I can provide other details of what's not appearing if that's your preference, but personally I would suggest that you proceed with the deletion algorithm you propose on the bot page and that we resume trying to chase down the source of this problem at some point in the future. The problem seems important to me since users who edit text and re-upload djvu files will have some of their changes appear and some not for no apparent reason. However, this is clearly a difficult and intermittent problem, so a brief break from chasing it may be good for all involved. Let me know if there's any help I can provide on the revised deletion/reloading based on LA2-bot being the most recent updater of the page. Dictioneer (talk) 20:59, 16 May 2015 (UTC)
I'll try to upload the latest text-layer, I need to customise a script first. But trust me, updating the text layer in the djvu file is a viable option if and only if a new OCR-process will be reapplied to the file. All the rest can be done working directly on text files, without bothering changing the djvu. And also dividing header, body and footer is not trivial. If you want to apply this approach in the future, try to stick to this file format to divide the different pages: Note that this is not done to handle the Proofread Page format, so if you want to define headers and footers, try to mark them in the text with a convention that makes it easy to recognise them (e.g. @@HEADER_START@@all the header text@HEADER_END@@ or similar). It will make the rest of the process easier. There is WIP on the bot side to handle this in an easy way in the future.— Mpaa (talk) 21:12, 16 May 2015 (UTC)
One more thing. The advantage is tha once you have the file done, you can apply all the text improvements you want with a text editor, working off-line and using search and replace patterns per file instead of per page. And upload only the final step of all your improvements.— Mpaa (talk) 21:16, 16 May 2015 (UTC)
BTW, your syntax for {{hwe}} is wrong. See Page:Southern_Historical_Society_Papers_volume_35.djvu/86. {{hwe|con|fidence.}} should be {{hwe|fidence.|confidence.}}
Good catch, I've updated my script accordingly. I may start a new topic with questions about the mediawiki link above, but you've given me a huge amount of help already, so I'll let you get back to your own texts for awhile before I bug you again. Thanks so much, and if there's anything I can do for you in return, just let me know. Dictioneer (talk) 22:06, 17 May 2015 (UTC)

Have used pywikibot to upload v. 36[edit]

Hi Mpaa, thanks for pointing me at the upload script and the pywikibot ecosystem. After a bit of fumbling (including about 30 reverts -- power tools can be dangerous!:) I've managed to upload Volume 36 of SHSP and I'm pretty happy with the results.
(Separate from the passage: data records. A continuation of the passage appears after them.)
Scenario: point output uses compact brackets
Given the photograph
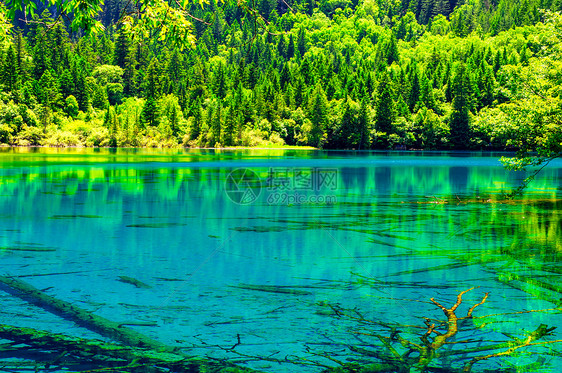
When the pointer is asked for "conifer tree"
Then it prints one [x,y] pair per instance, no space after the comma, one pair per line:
[385,108]
[318,115]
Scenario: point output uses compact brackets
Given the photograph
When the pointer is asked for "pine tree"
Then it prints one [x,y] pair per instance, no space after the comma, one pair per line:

Two questions: first, I've produced a "clean" version of the underlying djvu file (no wiki-tags except for cross-page hyphenation), do you think it's worthwhile to upload the file to commons, or do you think the x-page hwe/hws tags are too much formatting as well? If it's still too much formatting, I can write a script to strip them, but am unsure what to change them to: an unhyphenated word at the bottom of the first page, an unhyphenated word at the top of the next page, or go back to how it was. I am happy to follow whatever direction you give on this. Second, should I create a separate bot account for running this script and register it, or is that unnecessary? Thanks in advance for this advice and at the risk of repeating myself, I really appreciate the technical help you've provided. Dictioneer (talk) 13:19, 29 May 2015 (UTC)

I would not touch the djvu text layer. If you extract the xml structure, each words has coordinates, etc. so I do not know how much value it has just to add the text. Regarding the bot, you need to ask to the community to grant you a bot flag for that task and usually create an account for that, see Wikisource:Scriptorium#BOT_approval_requests. And there must be a policy somewhere, should be easy to find but right now I do not have time. Bye— Mpaa (talk) 15:17, 29 May 2015 (UTC)

Strange thing[edit]

Hi Mpaa,

I don't really know my way around Wikisource. I made a small correction at Page:The Spell of the Yukon and Other Verses.djvu/60, changing "one" to "none" (there was none could place the stranger's face), which should have increased the size by one byte, but for some reason it went down by 113 bytes or something like that. Obviously something going on I don't understand. Would appreciate it if you'd take a look. --Trovatore (talk) 06:08, 16 June 2015 (UTC)

Hi. I do not know, some internal MW magic ... I wouldn't bother, your change looks fine anyhow.— Mpaa (talk) 07:36, 16 June 2015 (UTC)

A wikisource database question please[edit]

Post was moved to User talk:Ineuw#A wikisource database question please unsigned comment by Ineuw (talk) .

Apologies for stealing your topic, Mpaa! Please follow on as I expect your input/experience is going to be essential! AuFCL (talk) 03:31, 5 July 2015 (UTC)


Attempted a vallidation of this, but I'd appreciate a second view as whilst I've been very cautious, I'd like to be sure I've caught eveyrthing. Going to give it a second pass in any event. ShakespeareFan00 (talk) 19:51, 27 July 2015 (UTC)

Help with data extraction[edit]

Hi. I am asking you for help to extract some text data from the Wikisource text databases because so far I wasn't successful in achieving this goal.

The data I need is from this pageto this page of the first 105 characters of every paragraph. This may or may not contain already contain a wiki link and an anchor, but the necessary part of the text is the word "Page nnn" followed by a the reference number. From these I convert and create links and generate the anchors in the text pages.

Reference anchor:
{{fs90/s}}{{anchor|463-1}}[[Page:The Conquest of Mexico Volume 1.djvu/53#53-1|Page 9 (<sup>1</sup>)]].—

Main text source:
{{anchor|53-1}}[[Page:The Conquest of Mexico Volume 1.djvu/463#463-1|<sup>1</sup>]]

Not to confuse you, both ends are, or will be anchored and linked for convenience. — Ineuw talk 19:25, 25 August 2015 (UTC)

Done: User:Ineuw/Sandbox. Hope I got you right.— Mpaa (talk) 21:44, 25 August 2015 (UTC)
Perfect, many many thanks.— Ineuw talk 22:36, 25 August 2015 (UTC)